1. Alembic revision ID collision -- migration will crash on alembic upgrade head

The new migration file k1f2g3h4i5j6_add_vector_embeddings.py uses revision ID k1f2g3h4i5j6, but this revision ID is already taken on main by k1f2g3h4i5j6_add_block_anchor_ids_and_unique_constraint.py. Both migrations also declare down_revision = "j0e1f2g3h4i5".

This means Alembic will fail with a duplicate revision error. Running alembic upgrade head is impossible.

Fix required:

  • Assign a new, unique revision ID to the vector embeddings migration (e.g., l2g3h4i5j6k7).
  • Set down_revision to k1f2g3h4i5j6 (the anchor_ids migration), since that is the actual current head of the migration chain.
  • Rename the file accordingly.

2. Trigger only fires on content changes, but block_type changes can also affect embedding eligibility

The trigger is defined as:

BEFORE INSERT OR UPDATE OF content ON blocks

The BlockUpdate schema allows changing block_type without changing content. If a block's type is changed from paragraph to mermaid (or vice versa), the trigger will NOT fire, and embedding_status will not be updated to skipped (or back to pending). This creates inconsistent state.

Fix required: Either:

  • Add block_type to the trigger column list: BEFORE INSERT OR UPDATE OF content, block_type
  • Or document this as an accepted limitation and handle it in the embedding worker.

NITS

1. raw is not a valid block type in the system

The trigger function skips blocks with block_type IN ('mermaid', 'raw'), but the BlockType Literal in schemas.py only defines: heading, paragraph, list, table, code, mermaid. There is no raw type anywhere in the parser, schemas, or models. Including raw in the skip list is harmless dead code, but it suggests the spec references a block type that doesn't exist. Consider removing it or adding a code comment explaining that it's a forward-looking guard.

2. Test Plan has unchecked items that require live DB validation

The PR body lists 3 unchecked test plan items (alembic upgrade, downgrade, NOTIFY behavior).

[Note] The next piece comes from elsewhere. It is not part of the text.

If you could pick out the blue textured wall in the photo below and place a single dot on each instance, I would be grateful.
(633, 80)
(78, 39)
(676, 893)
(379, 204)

These require a live CNPG database and cannot be validated in the SQLite test suite. This follows the same pattern as the search_vector migration (which also has no SQLite tests), so it's consistent -- but worth noting that these remain unverified until deployment.

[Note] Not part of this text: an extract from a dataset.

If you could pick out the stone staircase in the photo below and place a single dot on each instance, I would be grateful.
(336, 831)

3. Model column uses bare mapped_column for embedding instead of Mapped type annotation

The embedding column is defined as:

embedding = mapped_column(Vector(768), nullable=True)

All other columns on Block use the Mapped[T] annotation pattern (e.g., block_type: Mapped[str] = mapped_column(...)). The Vector type from pgvector may not support Mapped typing, which would make this acceptable, but it's worth confirming. If Mapped can be used, it should be for consistency.

SOP COMPLIANCE

  • Branch named after issue -- Branch is feat/pgvector-embedding-schema, not issue-121 or 121-*. This deviates from convention but is descriptive.
  • PR body has Summary, Changes, Test Plan, Related sections
  • Related section references the plan slug (plan-2026-02-26-tf-modularize-postgres)
  • No secrets committed
  • No unnecessary file changes (3 files, all directly relevant)
  • Commit messages are descriptive
  • Migration chains correctly from current head -- BROKEN (see Blocker #1)

VERDICT: NOT APPROVED

Two blockers must be resolved before merge:

  1. Revision ID collision and broken migration chain (critical -- deployment will fail).
  2. Trigger column list missing block_type (semantic correctness issue).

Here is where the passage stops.